An ihrem Charisma kann es nicht liegen, und an ihrer Rhetorik auch nicht. »Die labert«, stöhnen Journalisten. Sie sagt von sich selbst: »In den meisten Fällen habe ich selbst keine Ahnung, was ich eigentlich sage.« In solchen Momenten streicht sie sich verlegen durch die Haare und schlägt die Augen nieder. Kurze Pause, dann fängt sie von vorne an. Trotzdem waren 30.000 Menschen bei der ersten großen Demonstration vor einem Monat mucksmäuschenstill, als Daphni Leef ans Mikrofon trat, und bejubelten frenetisch jeden ihrer Sätze – und sie trat allein bei dieser einen Demo drei mal ans Mikrofon.

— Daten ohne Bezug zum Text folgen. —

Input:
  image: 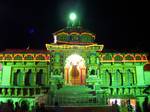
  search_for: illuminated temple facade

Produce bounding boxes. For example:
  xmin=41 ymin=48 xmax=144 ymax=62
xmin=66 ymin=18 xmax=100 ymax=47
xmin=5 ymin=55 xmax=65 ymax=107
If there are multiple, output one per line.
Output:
xmin=0 ymin=18 xmax=150 ymax=109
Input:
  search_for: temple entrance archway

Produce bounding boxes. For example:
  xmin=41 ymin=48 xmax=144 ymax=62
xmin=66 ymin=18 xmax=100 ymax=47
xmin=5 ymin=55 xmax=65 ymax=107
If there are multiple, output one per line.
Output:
xmin=64 ymin=54 xmax=86 ymax=85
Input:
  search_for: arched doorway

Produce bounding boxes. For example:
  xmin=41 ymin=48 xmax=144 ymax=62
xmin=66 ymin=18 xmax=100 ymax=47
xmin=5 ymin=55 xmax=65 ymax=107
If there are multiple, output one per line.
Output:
xmin=65 ymin=54 xmax=86 ymax=85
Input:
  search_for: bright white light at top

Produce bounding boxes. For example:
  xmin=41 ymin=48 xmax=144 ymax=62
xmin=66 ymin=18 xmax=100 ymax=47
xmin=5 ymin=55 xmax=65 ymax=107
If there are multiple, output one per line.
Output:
xmin=66 ymin=54 xmax=84 ymax=66
xmin=54 ymin=35 xmax=57 ymax=43
xmin=69 ymin=13 xmax=76 ymax=21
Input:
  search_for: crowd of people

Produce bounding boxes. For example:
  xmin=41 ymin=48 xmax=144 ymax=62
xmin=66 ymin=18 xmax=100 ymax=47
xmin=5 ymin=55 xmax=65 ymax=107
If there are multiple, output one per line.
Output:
xmin=111 ymin=97 xmax=150 ymax=112
xmin=0 ymin=100 xmax=47 ymax=112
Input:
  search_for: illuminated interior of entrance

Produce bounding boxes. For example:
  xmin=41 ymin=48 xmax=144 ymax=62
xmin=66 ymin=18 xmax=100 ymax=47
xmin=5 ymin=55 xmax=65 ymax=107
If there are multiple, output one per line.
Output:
xmin=65 ymin=54 xmax=86 ymax=85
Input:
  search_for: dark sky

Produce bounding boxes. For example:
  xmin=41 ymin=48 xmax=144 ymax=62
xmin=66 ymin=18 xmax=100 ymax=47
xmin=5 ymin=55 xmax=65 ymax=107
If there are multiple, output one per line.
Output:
xmin=0 ymin=0 xmax=150 ymax=52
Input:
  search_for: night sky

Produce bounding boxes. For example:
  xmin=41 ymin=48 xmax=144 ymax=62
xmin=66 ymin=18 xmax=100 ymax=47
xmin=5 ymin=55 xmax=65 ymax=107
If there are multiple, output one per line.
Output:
xmin=0 ymin=0 xmax=150 ymax=52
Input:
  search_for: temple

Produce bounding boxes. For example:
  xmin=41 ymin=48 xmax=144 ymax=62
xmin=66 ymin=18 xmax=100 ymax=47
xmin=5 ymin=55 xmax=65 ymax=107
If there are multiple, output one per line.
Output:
xmin=0 ymin=12 xmax=150 ymax=110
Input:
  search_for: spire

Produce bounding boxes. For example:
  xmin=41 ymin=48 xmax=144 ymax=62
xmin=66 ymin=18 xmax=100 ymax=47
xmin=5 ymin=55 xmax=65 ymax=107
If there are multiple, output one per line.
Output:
xmin=67 ymin=12 xmax=80 ymax=28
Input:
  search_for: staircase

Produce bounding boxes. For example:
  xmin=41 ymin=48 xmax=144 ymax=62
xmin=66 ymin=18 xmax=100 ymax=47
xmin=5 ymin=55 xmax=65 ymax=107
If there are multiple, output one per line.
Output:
xmin=53 ymin=85 xmax=98 ymax=106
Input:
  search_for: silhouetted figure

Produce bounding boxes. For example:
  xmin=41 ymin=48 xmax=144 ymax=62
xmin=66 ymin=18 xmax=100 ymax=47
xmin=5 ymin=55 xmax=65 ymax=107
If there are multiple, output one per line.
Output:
xmin=142 ymin=97 xmax=149 ymax=112
xmin=127 ymin=100 xmax=133 ymax=112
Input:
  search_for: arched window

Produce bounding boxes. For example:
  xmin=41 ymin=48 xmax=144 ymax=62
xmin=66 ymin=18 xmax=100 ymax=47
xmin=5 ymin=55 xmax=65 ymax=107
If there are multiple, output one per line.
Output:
xmin=126 ymin=69 xmax=134 ymax=86
xmin=13 ymin=69 xmax=20 ymax=86
xmin=115 ymin=70 xmax=123 ymax=86
xmin=90 ymin=69 xmax=96 ymax=75
xmin=25 ymin=69 xmax=32 ymax=86
xmin=36 ymin=69 xmax=44 ymax=86
xmin=101 ymin=70 xmax=112 ymax=86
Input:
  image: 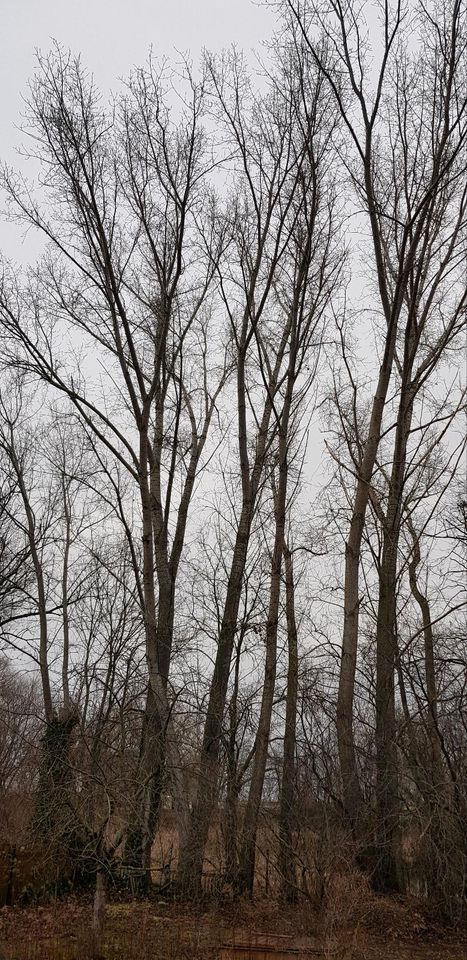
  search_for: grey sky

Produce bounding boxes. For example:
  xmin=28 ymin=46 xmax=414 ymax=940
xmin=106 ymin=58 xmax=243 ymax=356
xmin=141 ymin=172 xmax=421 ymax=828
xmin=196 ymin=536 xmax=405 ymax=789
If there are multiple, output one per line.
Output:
xmin=0 ymin=0 xmax=273 ymax=256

Sie ist das Gesicht einer Bewegung, die Israel von Grund auf verändern will, die soziale Gerechtigkeit fordert – und die sogar gute Chancen hat, zumindest einen gewissen Wandel zu erreichen. Dabei wird sie von allen Seiten angegriffen – von den Rechten, weil sie angeblich linksradikal sein soll, von der Bewegung selbst, weil sie aus einer zu bürgerlichen Familie kommt, von anderen, weil sie nicht beim Militär war. In der hebräischen Wikipedia wurde eine Zeit lang diskutiert, ob man nicht ihren Eintrag löschen sollte, weil sie ja überhaupt nichts Bedeutendes geleistet habe – außer eben ein Zelt aufgestellt. Manche Israelis sagen schon: »Was sie gemacht hat, war super, aber hätte es nicht eine andere sein können?«
So weit vom einem Politiker entfernt, wie es nur geht
Genau das ist es wohl, was sie so glaubhaft macht. In einem Land, in dem die Öffentlichkeit kaum noch den politischen Führern vertraut, gewinnt eine Frau wie Daphni Leef ungeheuer an Glaubwürdigkeit. Eine Frau, die darauf besteht, dass der Protest sich keiner politischen Partei unterordnet, dass er nach wie vor für alle zugänglich ist. Eine Frau ohne Sekretärin und Mitarbeiterstab, nur einer großen braunen Tasche, in die sie wahllos Zettel hineinstopft; eine Frau, die an der Spitze einer riesigen Bewegung steht, aber mittags um eins noch nicht weiß, was sie am Rest des Tages vorhat, und eine Frau, die sich ganz offensichtlich einen Dreck um Journalisten und ihr Bild in der Öffentlichkeit schert – kurz: eine Frau, die so weit von einem Politiker entfernt ist wie nur möglich.
Am Ende des Interviews sagt sie: »Wissen Sie, normalerweise ist mein Englisch sehr viel besser. Nur wenn ich mit Deutschen rede, dann nehme ich diesen schrecklichen Akzent an. Ich bin wie ein Chamäleon.« Hoffentlich gilt das nicht auch, wenn sie bald noch mehr Umgang mit Politikern hat.